In this introductory course to sociolinguistics, we address some fundamental topics in the positioning of language in human societies. We not only examine theories and issues, but also explore methods in conducting sociolinguistic research. Our investigation draws richly from both English as well as multilingual and non-English scenarios, critically examining classic sociolinguistic accounts from a contemporary perspective, and ultimately building a solid and comprehensive understanding of the workings of language and communication in society.
Topics covered include:
- Language variation and change and its development as a topic of study
- Stylistic variation (how individuals vary how they speak)
- Language and gender
- Language choice and multilingualism (code-switching)
- Pidgins and creoles
- Language policy and planning
- Forensic linguistics
- Global Englishes
- Language on-screen
This course aims to:
- introduce students to some fundamental topics in the positioning of language in human societies
- examine both theories and issues, and explore methods and practices
- critically examine classic accounts, and add a contemporary, multilingual perspective
- Lectures (2 hours a week) will introduce fundamental concepts and frameworks, including methods for engaging in fieldwork, and raise and discuss issues and debates in the field.
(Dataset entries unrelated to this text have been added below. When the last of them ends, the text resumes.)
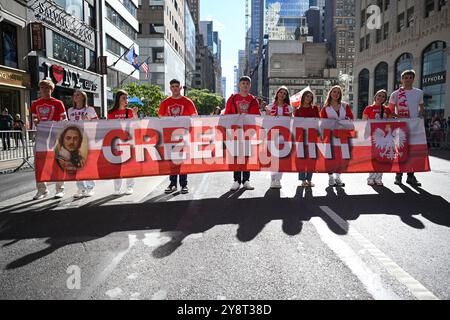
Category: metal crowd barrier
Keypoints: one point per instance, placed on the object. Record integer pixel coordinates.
(17, 145)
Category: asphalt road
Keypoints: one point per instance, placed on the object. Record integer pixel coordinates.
(356, 242)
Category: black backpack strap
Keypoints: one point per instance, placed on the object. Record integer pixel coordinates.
(234, 103)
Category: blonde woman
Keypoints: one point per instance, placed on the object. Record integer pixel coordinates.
(307, 109)
(377, 110)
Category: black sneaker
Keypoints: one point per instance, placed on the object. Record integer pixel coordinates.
(171, 188)
(413, 181)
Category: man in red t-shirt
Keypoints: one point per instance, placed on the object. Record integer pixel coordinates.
(173, 106)
(48, 108)
(242, 103)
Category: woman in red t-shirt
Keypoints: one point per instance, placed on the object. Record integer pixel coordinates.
(307, 110)
(117, 112)
(334, 108)
(377, 110)
(281, 107)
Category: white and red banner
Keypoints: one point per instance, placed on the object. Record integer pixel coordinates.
(109, 149)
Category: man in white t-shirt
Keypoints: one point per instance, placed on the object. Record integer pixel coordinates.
(407, 102)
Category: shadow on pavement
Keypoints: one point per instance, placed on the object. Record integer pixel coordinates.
(185, 217)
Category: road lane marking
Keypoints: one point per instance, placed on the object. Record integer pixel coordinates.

- Tutorials (1 hour) will provide opportunities for students to engage in exercises, examine case studies and engage in reflection & discussion.
Midterm paper: 30%
Final term paper: 40%
Students should purchase the course textbook*:
Holmes, Janet and Nick Wilson (2017) An Introduction to Sociolinguistics. Routledge: London.
*NB. The textbook can be purchased at a discounted price in HKU campus bookstores.
Other readings and texts will also be made available on the Moodle platform throughout the term.